Regarding the existence of structures for the predicted‐to‐be‐disordered proteins, three mechanisms were found that could potentially bring about disorder‐to‐structure transitions: (a) disulfide bond formation; (b) ion binding; and (c) macromolecular binding. In addition, there is a fourth group for which the stabilization mechanisms are uncertain or inconsistent. For each group, the numbers of domains and structures and the range of the average predicted disorder are summarized in Table 1. Percentage of disordered residues for each structure was averaged over all structures for each domain type. The distribution of average percentage of predicted disorder in the four different groups is shown in Figure 4b. The first three groups had significantly higher predicted disorder than the fourth, and many of domains in the first three groups have experimental evidence supporting disorder‐to‐structure transitions that depend on the indicated stabilizing factors. Particularly, the intrinsic disorder for the macromolecular‐binding domains was verified by searching for experimental evidence in literature. The stabilization factors for the fourth group are discussed in more detail in the Supporting Information (Table S2 and the text below the table). Here, we discuss the first three groups.

Table 1.

Likely mechanism for predicted‐to‐be‐disordered domains to form PDB structures

Groups of stabilization factors	Numbers of domains	Numbers of PDB chains	Range of average predicted disorder% (median)
Disulfide bonds	25	267	26–100% (72%)
Ion‐binding	16	419	19–100% (74%)
Macromolecular‐binding	60	1,084	12–100% (100%)
Uncertain stabilization mechanisms	7	16	52–100% (100%)
Uncertain stabilization mechanisms	11	357	17–74% (34%)

Open in a new tab

Abbreviation: PDB, Protein Data Bank.

2.3.1. Disorder‐to‐structure transitions upon disulfide bond formation or ion binding

Disulfide bonds are formed by oxidation of thiol groups between cysteines in a relatively oxidizing environment.

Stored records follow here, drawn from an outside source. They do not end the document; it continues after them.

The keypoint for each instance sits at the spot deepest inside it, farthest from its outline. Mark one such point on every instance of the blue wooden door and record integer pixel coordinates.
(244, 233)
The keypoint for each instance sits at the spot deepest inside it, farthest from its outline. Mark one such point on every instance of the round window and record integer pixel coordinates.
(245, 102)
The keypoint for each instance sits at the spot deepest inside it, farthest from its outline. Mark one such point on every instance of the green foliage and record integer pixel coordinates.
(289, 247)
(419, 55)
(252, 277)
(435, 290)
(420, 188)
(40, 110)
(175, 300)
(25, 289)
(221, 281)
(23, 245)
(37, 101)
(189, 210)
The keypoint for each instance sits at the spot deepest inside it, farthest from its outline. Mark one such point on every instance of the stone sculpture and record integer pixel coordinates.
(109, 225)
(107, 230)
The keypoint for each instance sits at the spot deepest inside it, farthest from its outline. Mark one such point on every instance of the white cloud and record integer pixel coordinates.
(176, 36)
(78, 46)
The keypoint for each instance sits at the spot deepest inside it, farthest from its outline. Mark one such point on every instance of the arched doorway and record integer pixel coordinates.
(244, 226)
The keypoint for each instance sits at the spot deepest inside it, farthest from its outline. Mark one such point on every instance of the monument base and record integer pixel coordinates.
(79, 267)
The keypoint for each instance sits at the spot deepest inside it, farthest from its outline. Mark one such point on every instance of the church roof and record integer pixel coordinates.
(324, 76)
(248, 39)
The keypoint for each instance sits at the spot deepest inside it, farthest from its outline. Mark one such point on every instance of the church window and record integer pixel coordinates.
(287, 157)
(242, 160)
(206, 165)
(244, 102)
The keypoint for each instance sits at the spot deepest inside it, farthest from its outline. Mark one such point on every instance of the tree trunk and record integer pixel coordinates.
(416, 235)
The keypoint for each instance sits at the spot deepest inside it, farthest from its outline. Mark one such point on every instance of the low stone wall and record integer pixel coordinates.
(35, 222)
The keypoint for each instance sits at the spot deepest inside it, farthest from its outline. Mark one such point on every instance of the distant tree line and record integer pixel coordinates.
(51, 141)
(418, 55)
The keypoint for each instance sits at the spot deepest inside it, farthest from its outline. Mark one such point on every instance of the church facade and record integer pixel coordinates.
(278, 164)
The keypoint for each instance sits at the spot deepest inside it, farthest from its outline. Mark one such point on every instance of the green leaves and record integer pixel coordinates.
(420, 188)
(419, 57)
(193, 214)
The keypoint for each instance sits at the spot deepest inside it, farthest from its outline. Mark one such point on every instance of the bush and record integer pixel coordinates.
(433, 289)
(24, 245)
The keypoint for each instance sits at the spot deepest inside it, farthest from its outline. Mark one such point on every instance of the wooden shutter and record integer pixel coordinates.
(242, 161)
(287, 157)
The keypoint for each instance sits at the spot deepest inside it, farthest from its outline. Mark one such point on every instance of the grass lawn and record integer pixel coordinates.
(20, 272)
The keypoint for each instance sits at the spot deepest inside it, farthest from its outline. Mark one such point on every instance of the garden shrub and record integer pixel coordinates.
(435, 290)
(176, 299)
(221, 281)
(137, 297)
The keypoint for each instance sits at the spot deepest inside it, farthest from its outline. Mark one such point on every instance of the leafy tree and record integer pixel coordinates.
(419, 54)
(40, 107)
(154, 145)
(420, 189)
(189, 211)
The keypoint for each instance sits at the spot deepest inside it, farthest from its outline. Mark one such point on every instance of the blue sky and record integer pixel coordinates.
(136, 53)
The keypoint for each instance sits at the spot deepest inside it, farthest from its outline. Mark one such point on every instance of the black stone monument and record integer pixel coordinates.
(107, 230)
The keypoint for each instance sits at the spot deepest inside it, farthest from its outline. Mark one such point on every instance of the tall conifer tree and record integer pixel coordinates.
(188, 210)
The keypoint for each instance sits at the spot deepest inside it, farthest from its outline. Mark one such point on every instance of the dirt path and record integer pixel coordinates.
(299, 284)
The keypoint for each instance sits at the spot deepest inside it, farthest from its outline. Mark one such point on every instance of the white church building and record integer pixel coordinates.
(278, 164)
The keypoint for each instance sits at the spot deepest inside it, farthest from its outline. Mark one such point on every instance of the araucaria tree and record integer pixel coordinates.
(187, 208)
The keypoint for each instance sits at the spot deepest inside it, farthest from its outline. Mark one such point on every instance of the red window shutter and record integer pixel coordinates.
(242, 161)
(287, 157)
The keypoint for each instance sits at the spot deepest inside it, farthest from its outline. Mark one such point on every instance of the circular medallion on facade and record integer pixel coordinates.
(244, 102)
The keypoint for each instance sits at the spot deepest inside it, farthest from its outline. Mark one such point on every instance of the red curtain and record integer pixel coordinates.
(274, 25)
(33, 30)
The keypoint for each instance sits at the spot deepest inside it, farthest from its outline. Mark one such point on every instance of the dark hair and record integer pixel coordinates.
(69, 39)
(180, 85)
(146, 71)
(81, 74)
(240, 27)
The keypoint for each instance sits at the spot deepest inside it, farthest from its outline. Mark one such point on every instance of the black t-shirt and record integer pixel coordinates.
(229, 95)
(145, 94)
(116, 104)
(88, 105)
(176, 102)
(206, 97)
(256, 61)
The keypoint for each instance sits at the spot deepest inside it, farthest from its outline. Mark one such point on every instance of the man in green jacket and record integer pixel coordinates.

Because the interior of cells is a reducing environment, disulfide bonds are usually not found in intracellular proteins but instead are found in extracellular, secreted, and periplasmic proteins,68 although disulfide bonds can also be formed in cytoplasmic proteins under certain conditions,69 such as oxidative stress.70 Among the 25 disulfide‐bond‐containing domains, most of them (22 domains) are secreted proteins (annotation from UniProt), two (PF06747, PF05051) are found in the intermembrane space of mitochondria, and the remaining one (PF09256) is an extracellular domain found in membrane receptors; therefore, the environment of this example is similar to that of a secreted protein. Some secreted proteins in gram negative bacteria have been shown to be unfolded inside the cell because structure‐inducing disulfide bonds remain unconnected in the reducing conditions and then adopt structures outside the periplasm as a result of disulfide bond formation in the oxidative environment.71 In eukaryotes, disulfide bond formation in secreted proteins involves the endoplasmic reticulum and is more complicated but still depends on movement from a reducing environment to a more oxidative environment.72 Furthermore, recent work in bacteria shows that their secreted proteins need to be at least partially unfolded inside the cell to interact with the secretion apparatus and become folded outside the cell, where the extra‐cellular folding is brought about not just by disulfide bond formation but by a variety of mechanisms.73 Thus, secreted proteins represent a new cohort that are transiently disordered and have been called “delayed folding proteins.”74 The observation that the delayed folding of many secreted proteins is regulated by disulfide bond formation confirms our previous conjecture62 that disordered domains that become folded by disulfide bond formation are likely secreted proteins that remain unstructured inside the cell and then gain structure outside the cell following secretion.69, 72, 73, 74

Proteins with ion binding functions are significantly enriched in IDPs.75 Various types of ions, such as Ca²⁺, Zn²⁺, Cd²⁺, Co²⁺, Mg²⁺, Cu²⁺, and Na⁺, have been identified in the current study. Among these, Zn²⁺ binding is the most commonly found type. This is consistent with our previous findings that zinc fingers are the second among the top 20 domains that are strongly correlated with predicted disorder,35 and zinc is the third among the top 20 ligand keywords that are strongly correlated with predicted disorder.38 The folding of a typical zinc finger depends on the binding of Zn²⁺—the conformation changes from an unfolded state into a highly folded structure in the presence of zinc.35, 76 In addition, Gla domains (PF00594) are mostly disordered in the absence of calcium ions and undergo a disorder‐to‐structure transition upon calcium binding, suggesting that calcium ions are required for proper Gla‐domain folding.77

2.3.2. Disorder‐to‐structure transition upon DNA/RNA/protein binding

A set of domains that function via induced folding upon DNA or RNA binding was collected. Evidence of disorder‐to‐structure transition upon DNA/RNA binding is known for all the examples in this study (summarized in Table S3). For instance, DNA‐induced folding of the basic regions of HLH domains (Figure 5) is well documented. HLH domains are developmental regulators of transcription and generally function as dimers, with each monomer containing a basic region (~18 residues) necessary for DNA binding, a helix–loop–helix motif (~34 residues), and a leucine‐zipper region (~30 residues) (Figure 5). The basic region was predicted to be disordered (Figure 5a), which is supported by NMR data demonstrating that this region of the Max protein is poorly folded in the absence of DNA78 (Figure 5b), but acquires an α‐helical conformation upon binding to DNA (Figure 5c). This activity has also been reported in MyoD79 and USF proteins,80 supporting our predictions of HLH disorder (Figure 5a) and suggesting that the disordered basic region is required for DNA recognition.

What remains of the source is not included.